Yea me too,confused me on a few things when I was studying for my contractors exam.

Funny thing thought. go over and say that on his forum and you will get slammed for it


----------



## chenley (Feb 20, 2007)

I used the NEC Exam Preparation Textbook from Mike Holt's (2005 edition), don't recall finding that many errors in it, if there were the corrections were on his website. I wouldn't see a need in getting the whole set to pass a journeyman's exam, it's not that hard if you know how to navigate through the NEC.

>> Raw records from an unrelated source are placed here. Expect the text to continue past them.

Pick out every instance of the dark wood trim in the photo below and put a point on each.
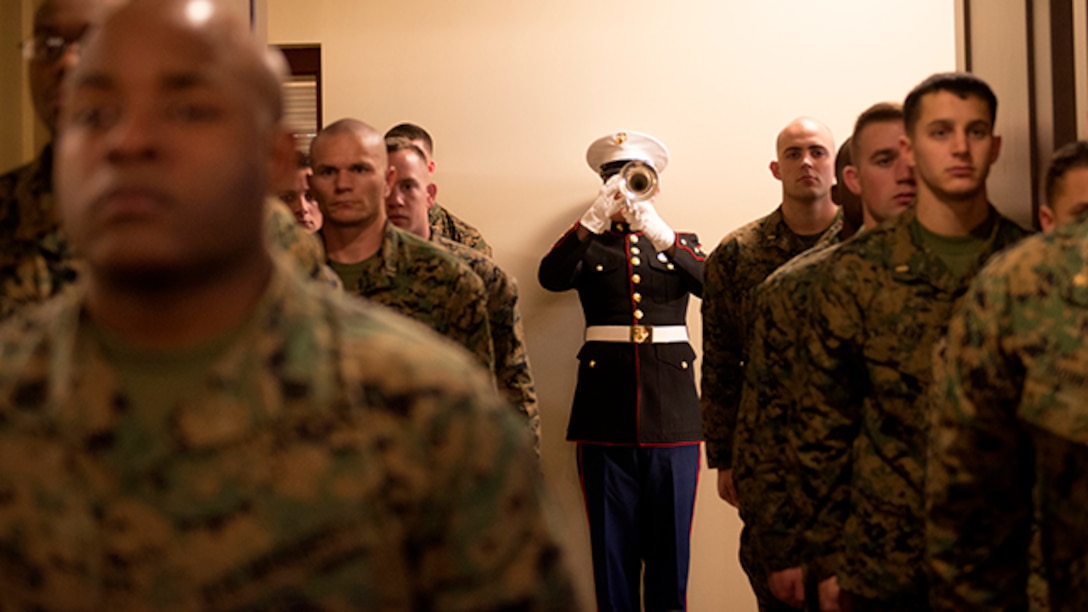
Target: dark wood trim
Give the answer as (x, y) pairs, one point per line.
(1063, 72)
(966, 36)
(306, 60)
(1033, 110)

I've also heard that Tom Henry's books are really good, although I haven't personally seen them myself.


----------



## captkirk (Nov 21, 2007)

electrictim510 said:


> I am looking to buy a used set of one of the below products. I cannot afford to buy it brand new at the moment
> 
> http://www.mikeholt.com/productitem.php?id=388&year=2005&from=All&type=Library
> 
> ...


 There are a lot of things on the NJ test that he doesnt cover. I wouldnt rely just on him. His stuff is good but a little long winded at times......


----------



## Magnettica (Jan 23, 2007)

Every exam prep book has at least a few mistakes, including Mike Holt's, but it's not like the entire catalog is one big blunder. Tom Henry's books have a few errors in them too you know.


----------



## John Valdes (May 17, 2007)

Tom Henry. Would have never passed without his program. It's the best IMO.


----------



## user5941 (Mar 16, 2009)

Magnettica said:


> Every exam prep book has at least a few mistakes, including Mike Holt's, but it's not like the entire catalog is one big blunder. Tom Henry's books have a few errors in them too you know.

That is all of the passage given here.